Now the definition of \(\varsigma ^V\) is also more complicated:

  • For every \(s\in S\) which is not in any MEC, we put \(\varsigma ^V(s)={{\mathrm{arg\,max}}}_{a\in Act (s)}\, V(s,a)\).

  • For every \(s\in S\) which is in a MEC \(S'\),

    • if s is an exit, then \(\varsigma ^V(s)=\{a\in Act (s)\mid (s,a)\text { is maximal-external in }S'\}\)

    • otherwise, \(\varsigma ^V(s)=\{a\in Act (s)\mid a\text { is internal}\}\)

Using these extended definitions, Lemma 1 remains valid. Further, note that \(\varsigma ^V(s)\) is defined even for states with trivial underapproximation \(V(s)=0\), for instance a state s that was never subject to any value iteration improvement. Then the values \(\varsigma (s)\) may not be stored explicitly, but follow implicitly from not storing any V(s), thus assuming \(V(s,\cdot )=0\).

4 Importance of Decisions

Note that once we have computed an \(\varepsilon \)-optimal liberal strategy \(\varsigma \), we may, in principle, compute a compact representation of \(\varsigma \) (using e.g. BDDs), and obtain a strategy with possibly smaller representation than above.

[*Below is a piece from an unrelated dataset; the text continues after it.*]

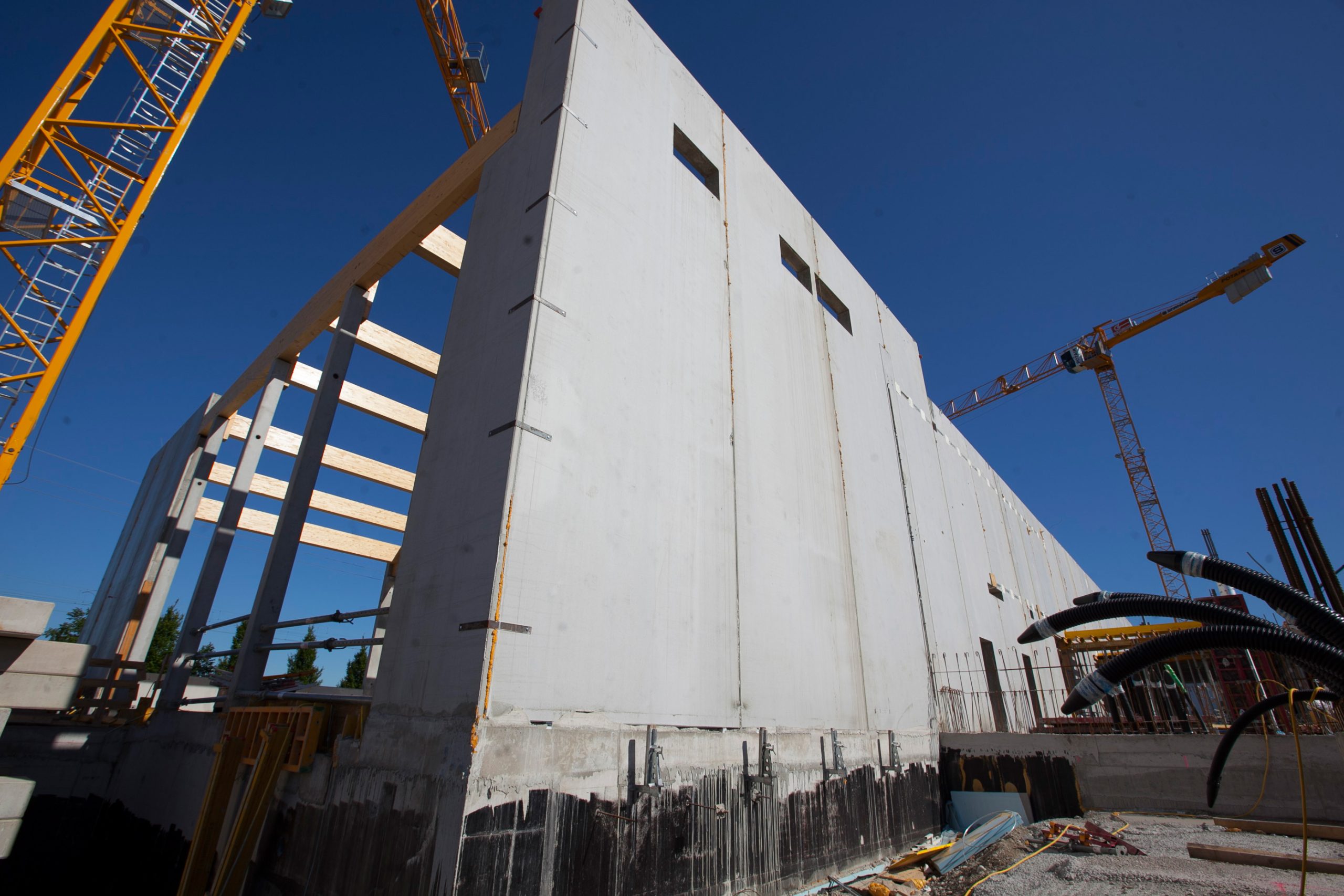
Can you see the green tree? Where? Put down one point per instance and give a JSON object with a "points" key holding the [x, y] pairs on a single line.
{"points": [[226, 664], [164, 640], [70, 629], [304, 662], [355, 669], [205, 668]]}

However, we go one step further as follows. Given a liberal strategy \(\varsigma \) and a state \(s\in S\), we define the importance of s by

$$ Imp ^\varsigma (s):=\mathbb {P}^{\varsigma }[\Diamond s\mid \Diamond F] $$

the probability of visiting s conditioned on reaching F (afterwards). Intuitively, the importance is high for states where a good decision can help to reach the target.Footnote 6

Example 1

For the MDP of Fig. 1 with the objective \(\Diamond \{t\}\) and a strategy \(\varsigma \) choosing b, we have \( Imp ^{\varsigma }(s)=1\) and \( Imp ^{\varsigma }(q)=5/995\). Trivially, \( Imp ^\varsigma (t)=1\). For all other states, the importance is zero.

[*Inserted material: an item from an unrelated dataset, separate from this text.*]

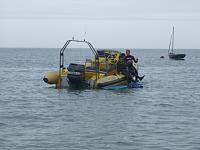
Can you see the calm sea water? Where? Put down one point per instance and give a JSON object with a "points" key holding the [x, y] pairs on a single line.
{"points": [[164, 115]]}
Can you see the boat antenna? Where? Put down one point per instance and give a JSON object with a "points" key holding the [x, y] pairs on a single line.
{"points": [[173, 40], [84, 35]]}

Obviously, decisions made in states of zero importance do not affect \(\mathbb P^{\varsigma }[\Diamond {F}]\) since these states never occur on paths from \(\hat{s}\) to F. However, note that many states of S may be reachable in \(G^{\varsigma }\) with positive but negligibly small probability. Clearly, the value of \(\mathbb P^{\varsigma }[\Diamond {F}]\) depends only marginally on choices made in these states. Formally, let \(\varsigma _{\varDelta }\) be a strategy obtained from \(\varsigma \) by changing each \(\varsigma (s)\) with \( Imp ^\varsigma (s)\le \varDelta \) to an arbitrary subset of \( Act (s)\). We obtain the following obvious property:

Lemma 2

For every liberal strategy \(\varsigma \), we have \(\displaystyle \lim _{\varDelta \rightarrow 0} \mathbb P^{\varsigma _{\varDelta }}[\Diamond {F}]=\mathbb P^{\varsigma }[\Diamond {F}]\).

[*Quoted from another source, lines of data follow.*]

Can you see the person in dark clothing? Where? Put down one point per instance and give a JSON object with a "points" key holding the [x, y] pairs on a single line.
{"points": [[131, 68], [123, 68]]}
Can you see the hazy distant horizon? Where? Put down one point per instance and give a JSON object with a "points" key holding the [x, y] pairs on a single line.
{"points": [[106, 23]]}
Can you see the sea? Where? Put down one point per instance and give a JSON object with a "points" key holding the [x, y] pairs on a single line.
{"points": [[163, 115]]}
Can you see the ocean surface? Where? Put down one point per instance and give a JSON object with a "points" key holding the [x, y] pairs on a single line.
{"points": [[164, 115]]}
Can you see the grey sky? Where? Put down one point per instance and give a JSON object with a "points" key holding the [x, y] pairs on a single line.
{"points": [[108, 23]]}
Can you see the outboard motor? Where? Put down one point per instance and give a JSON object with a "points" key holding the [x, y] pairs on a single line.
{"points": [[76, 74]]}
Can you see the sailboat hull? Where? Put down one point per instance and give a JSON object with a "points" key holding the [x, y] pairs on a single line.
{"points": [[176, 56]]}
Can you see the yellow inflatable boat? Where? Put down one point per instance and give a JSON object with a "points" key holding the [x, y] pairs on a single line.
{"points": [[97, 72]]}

In fact, every \(\varDelta <\min (\{ Imp ^\varsigma (s)\mid s\in S\}\setminus \{0\})\) satisfies \(\mathbb P^{\varsigma _{\varDelta }}[\Diamond {F}]=\mathbb P^{\varsigma }[\Diamond {F}]\). But often even larger \(\varDelta \) may give \(\mathbb P^{\varsigma _{\varDelta }}[\Diamond {F}]\) sufficiently close to \(\mathbb P^{\varsigma }[\Diamond {F}]\). Such \(\varDelta \) may be found using e.g. trial and error approach.Footnote 7

Most importantly, we can use the importance of a state to affect the probability that decisions in this state are indeed remembered in the data structure. Data structures with such a feature are used in various learning algorithms. In the next section, we discuss decision trees. Due to this extra variability, which decisions to learn, the resulting decision trees are smaller than BDDs for strictly defined \(\varsigma _\varDelta \).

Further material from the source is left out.